A espécie de política que se tem feito em Maragojipe, principalmente a dos últimos quatro anos, é de longe, a mais triste e vergonhosa de todos os tempos, tipo vulgar, mesquinha, baseada nos interesses que não são os do bem comum. Dos atos podres e indecentes surgiu o neologismo “lapiada”, foi lapiada, lapiadinha, lapiadão, o toma-lá-dá-cá, dinheiro no mato, enfim, tantos absurdos, unindo o útil ao rentável, fatos, entretanto, que se agigantaram e ganharam grande repercussão, servindo para difundir a futilidade de alguns vereadores, e que eletrizaram a opinião pública, levando a Câmara à bancarrota. A população estava sequiosa para extravassar nas urnas o seu repúdio, resultado: O eleitor empunhou da metralhadora giratória e disparou contra eles, (apenas um sobreviveu para contar a tragédia) e resultou na recaída do quadro clínico da paciente desonrada e avacalhada Câmara dos Vereadores.

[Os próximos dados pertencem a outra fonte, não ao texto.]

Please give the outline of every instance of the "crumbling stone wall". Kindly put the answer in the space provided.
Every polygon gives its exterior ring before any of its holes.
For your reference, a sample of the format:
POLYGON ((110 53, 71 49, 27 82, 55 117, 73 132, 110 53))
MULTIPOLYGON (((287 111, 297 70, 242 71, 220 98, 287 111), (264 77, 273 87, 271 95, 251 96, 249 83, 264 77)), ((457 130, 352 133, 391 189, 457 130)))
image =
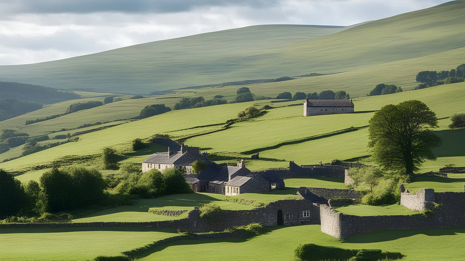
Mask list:
POLYGON ((326 189, 325 188, 307 188, 314 194, 326 199, 331 198, 353 198, 359 199, 361 196, 358 192, 353 189, 326 189))
POLYGON ((405 190, 400 193, 400 204, 416 211, 422 211, 434 207, 434 189, 422 189, 412 194, 405 190))
POLYGON ((345 168, 342 166, 309 165, 299 166, 289 162, 290 177, 343 177, 345 168))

Câmara que passou a ser Central de Escândalos, vereadores que exageraram nas doses de lapiadas e serão enviados direto para o inferno sem fazer ao menos uma baldeação no purgatório, outros serão internados no ostracismo, outros com o futuro político nublado, bem poucos sairão com dignidade.
Tudo isso, reflexo da falta de compromisso, do descaso, da falta de debates, de projetos que venham beneficiar o povo, atendendo as reais e inúmeras necessidades do município
Política aqui virou profissão, nossa “democracia” debilitada e cambaleante jamais deu frutos para a maioria. Somos carentes, ou melhor, extremamente carentes de homens íntegros, verdadeiramente políticos e sobra de montão, políticos inescrupulosos, verdadeiramente profissionais, poucos se salvam, esta é a melancólica realidade.
Em 2009 teremos um novo time, uma nova esperança, o otimismo renovado, apenas um reeleito entre nove, sobrevivente de uma explosão moral na Câmara. Há uma tendência enorme de os vereadores ficarem cada vez mais parecidos, os diferentes, tendem a encontrar mais obstáculos e resistência, é imprescindível, no entanto, que os diferentes assim se mantenham, não comecem como oposição e depois migrem para a decepção, ser de oposição não significa necessariamente ter que reprovar todos os projetos que venham do executivo, como também, ser da situação não quer dizer que todos deverão ser aprovados, é muito relativo, todo e qualquer projeto que venha beneficiar o povo e o município, deverá, sim, ser aprovado venha ele do executivo ou não, agora, deverão ser incansavelmente fiscalizados e é preciso se cuidar de duas armadilhas fatais: a subordinação à lógica do dinheiro fácil, e o oferecimento de cargos com o intuito de acorrentá-los, amordaçá-los, neutralizá-los por completo.
A luz dos conchavos deve está apagada e acesas a da ética e a do debate.
As renovações, é claro, podem ser boas e más, resta-nos ficar na torcida atentos para que os infiéis percam seus mandatos e que a fidelidade partidária seja reconhecida, sepultando com o troca-troca constante.
Confiamos neste novo time, que não deverá jogar na retranca, nem terá jogadas ensaiadas, nem esquemas táticos mirabolantes, todos deverão honrar a camisa, lutando dia – a – dia, com determinação, na sede e zona rural, sem posição fixa, sem goleador específico, independentemente de quem seja o capitão, o cobrador oficial de faltas e o ponta-de-lança das negociações.